Le 13 mars, pour la sixième édition de sa conférence TIC & Géopolitique, l’EPITA a convié experts numériques, juridiques et politiques sur le thème « La gouvernance d’Internet : vers un retour de la guerre des blocs ? ». Les invités se sont demandés s’il existe un gouvernement du Net et si les contrefacteurs sont devenus les nouveaux rois du cyberespace.

Première table-ronde : « Y-a-t-il un pilote pour gouverner Internet ? »

Bertrand de La Chapelle, ancien membre du Conseil d’Administration de l’Internet Corporation for Assigned Names and Numbers (ICANN)
Stéphane Van Gelder, président du NomCom (le comité de nomination de l’ICANN)
Nathalie Chiche, membre du Conseil économique, social et environnemental (CESE) à l’origine d’un rapport sur la gouvernance d’Internet
Benjamin Sonntag, co-fondateur de la Quadrature du Net
Pierre Bellanger, président-fondateur de Skyrock et auteur du livre « La Souveraineté Numérique »

tic_geopolitique_2014_02.jpgQui sont les acteurs en jeu ?
Internet est à la fois une infrastructure et un cyberespace. C’est un écosystème d’opérateurs – les millions d’acteurs qui construisent le réseau, développent le service et créent des applications – de clients et d’utilisateurs qui partagent et consomment. La gouvernance d’Internet permet de défendre les libertés individuelles, via des mécanismes de défense et de garantie des droits. Cependant, on assiste ces dernières années à une fragmentation. Les principaux décisionnaires, les États, le secteur privé et la société civile, ne sont pas sur un pied d’égalité : les États se sentent menacés dans leur souveraineté par les acteurs technologiques et économiques.

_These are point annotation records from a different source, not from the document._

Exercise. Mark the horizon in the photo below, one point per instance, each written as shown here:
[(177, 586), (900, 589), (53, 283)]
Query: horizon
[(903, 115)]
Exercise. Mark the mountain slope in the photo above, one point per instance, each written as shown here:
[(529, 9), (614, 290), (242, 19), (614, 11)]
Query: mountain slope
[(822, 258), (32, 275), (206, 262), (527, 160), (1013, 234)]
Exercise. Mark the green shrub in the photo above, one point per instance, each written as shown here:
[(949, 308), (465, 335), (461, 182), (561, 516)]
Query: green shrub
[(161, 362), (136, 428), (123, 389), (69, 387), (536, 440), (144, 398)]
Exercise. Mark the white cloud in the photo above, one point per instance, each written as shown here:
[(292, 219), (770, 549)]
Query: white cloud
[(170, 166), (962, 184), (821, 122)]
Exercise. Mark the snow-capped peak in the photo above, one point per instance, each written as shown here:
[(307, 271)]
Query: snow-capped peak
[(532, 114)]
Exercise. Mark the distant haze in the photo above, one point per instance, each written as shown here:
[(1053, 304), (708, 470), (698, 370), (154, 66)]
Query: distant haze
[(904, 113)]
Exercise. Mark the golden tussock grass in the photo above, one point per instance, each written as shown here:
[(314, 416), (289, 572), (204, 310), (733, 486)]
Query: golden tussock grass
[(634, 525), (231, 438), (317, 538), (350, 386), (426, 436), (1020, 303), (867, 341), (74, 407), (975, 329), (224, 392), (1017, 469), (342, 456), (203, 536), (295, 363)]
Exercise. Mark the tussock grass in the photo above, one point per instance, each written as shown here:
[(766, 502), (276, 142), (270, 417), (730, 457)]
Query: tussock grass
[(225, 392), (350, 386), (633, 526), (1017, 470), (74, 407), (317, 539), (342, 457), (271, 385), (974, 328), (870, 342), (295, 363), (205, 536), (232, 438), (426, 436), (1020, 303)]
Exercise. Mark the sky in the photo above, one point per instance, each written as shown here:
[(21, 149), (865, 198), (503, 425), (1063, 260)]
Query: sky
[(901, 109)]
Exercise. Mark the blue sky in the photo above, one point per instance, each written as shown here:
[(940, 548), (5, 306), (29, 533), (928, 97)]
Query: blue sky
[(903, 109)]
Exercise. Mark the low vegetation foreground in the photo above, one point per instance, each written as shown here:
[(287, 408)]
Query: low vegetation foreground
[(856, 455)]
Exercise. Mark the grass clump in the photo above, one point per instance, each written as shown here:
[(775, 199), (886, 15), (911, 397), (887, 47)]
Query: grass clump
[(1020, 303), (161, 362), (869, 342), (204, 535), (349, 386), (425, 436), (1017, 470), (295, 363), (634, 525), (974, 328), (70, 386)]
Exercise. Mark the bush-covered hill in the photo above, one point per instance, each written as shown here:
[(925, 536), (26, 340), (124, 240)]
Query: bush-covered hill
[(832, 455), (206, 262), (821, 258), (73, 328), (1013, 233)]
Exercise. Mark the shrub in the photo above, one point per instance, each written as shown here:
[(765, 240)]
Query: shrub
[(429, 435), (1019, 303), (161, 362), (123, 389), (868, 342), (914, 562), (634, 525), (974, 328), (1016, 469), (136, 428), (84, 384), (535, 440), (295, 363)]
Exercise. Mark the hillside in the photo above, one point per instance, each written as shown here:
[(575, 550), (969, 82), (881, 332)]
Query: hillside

Quelle(s) gouvernance(s) ?
Il faut distinguer la gouvernance de l’Internet de la gouvernance sur l’Internet. La gouvernance de l’Internet correspond à l’attribution des adresses IP et des standards. Multi-acteurs et multinationale, l’un de ses principaux protagonistes est l’ICANN, qui coordonne l’assignation des protocoles et des noms de domaine. La gouvernance sur l’Internet se saisit des problématiques de liberté d’expression, de cybercriminalité, etc. Elle utilise des instruments traditionnels, telles que la diplomatie, les relations interétatiques et les lois nationales.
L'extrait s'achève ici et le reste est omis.